When the plaintiffs' grantors agreed that no dwelling house or other building should be erected on Lot 57 until the type and exterior lines of the structure had been "approved by W. C. Coker or by an architect selected by him," they made this twofold covenant in plain and unmistakable language: First, that Dr. Coker should possess the absolute power to determine the type and exterior lines of any building to be erected on Lot 57 unfettered by any external or revealed standards or limitations whatsoever; and, second, that Dr. Coker could exercise this absolute power in person *213 or through "an architect selected by him."
It is manifest that this covenant and the similar covenants in the deeds to Dr. Coker's other grantees were designed to make effectual a desire on the part of Dr. Coker that the external appearances of buildings on lots in the Rocky Ridge Development should harmonize with his aesthetic sense. This being true, the covenant in question was personal to Dr. Coker, and ended when death put out his candle. Jennings v. Baroff, 104 N.J.Eq. 132, 144 A. 717, 60 A.L.R. 1219; Harrington v. Joyce, 316 Mass. 187, 55 N.E.2d 30; Melfi v. Doscher, 164 S.C. 111, 161 S.E. 859; Allison v. Greear, 188 Va. 64, 49 S.E.2d 279; 14 Am. Jur., Covenants, section 205; 21 C.J.S., Covenants, § 33.
The notion that the covenant in question was intended to benefit the successors in interest to Dr. Coker or the purchasers of lots in the subdivision ignores the crucial circumstance that it is, in essence, without existence or meaning apart from the brain of Dr. Coker or that of "an architect selected by him."
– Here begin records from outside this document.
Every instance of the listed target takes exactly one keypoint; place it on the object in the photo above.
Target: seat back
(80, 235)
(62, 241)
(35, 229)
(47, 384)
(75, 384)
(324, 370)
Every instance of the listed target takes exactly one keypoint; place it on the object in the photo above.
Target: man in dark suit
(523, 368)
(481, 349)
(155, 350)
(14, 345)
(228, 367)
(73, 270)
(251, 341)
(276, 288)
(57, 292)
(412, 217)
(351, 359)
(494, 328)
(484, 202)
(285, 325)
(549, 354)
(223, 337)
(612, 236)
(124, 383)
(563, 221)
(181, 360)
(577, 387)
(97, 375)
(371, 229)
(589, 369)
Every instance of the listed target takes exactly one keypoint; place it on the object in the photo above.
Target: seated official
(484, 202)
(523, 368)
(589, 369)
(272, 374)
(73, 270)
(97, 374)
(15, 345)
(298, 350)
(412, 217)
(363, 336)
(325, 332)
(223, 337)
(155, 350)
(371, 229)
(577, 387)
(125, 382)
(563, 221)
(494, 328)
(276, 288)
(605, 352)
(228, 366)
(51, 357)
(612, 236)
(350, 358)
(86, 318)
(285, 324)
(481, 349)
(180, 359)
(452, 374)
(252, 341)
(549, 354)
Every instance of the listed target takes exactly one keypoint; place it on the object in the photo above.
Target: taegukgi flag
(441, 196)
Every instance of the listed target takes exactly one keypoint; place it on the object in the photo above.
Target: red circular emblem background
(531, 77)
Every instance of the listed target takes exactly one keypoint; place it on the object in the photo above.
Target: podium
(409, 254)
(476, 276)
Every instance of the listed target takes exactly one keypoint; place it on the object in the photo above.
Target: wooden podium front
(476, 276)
The ruling of the presiding judge is sound for another reason. "An agent is one who acts for or in the place of another by authority from him". 2 C.J.S., Agency, § 1. When he designated Toy as the "architect selected by him" within the purview of the covenant in question, Dr. Coker made Toy his agent, and nothing more. Toy's authority ended at Dr. Coker's death under the rule that the death of the principal terminates the authority of the agent. Parker v. First-Citizens Bank & Trust Co., 229 N.C. 527, 50 S.E.2d 304; Fisher v. Southern Loan & Trust Co., 138 N.C. 90, 50 S.E. 592; Wainwright v. Massenburg, 129 N.C. 46, 39 S.E. 725; Duckworth v. Orr, 126 N.C. 674, 36 S.E. 150; Williston on Contracts (Rev.Ed.), section 279; Restatement of the Law of Agency, section 120; 2 C.J.S., Agency, § 86.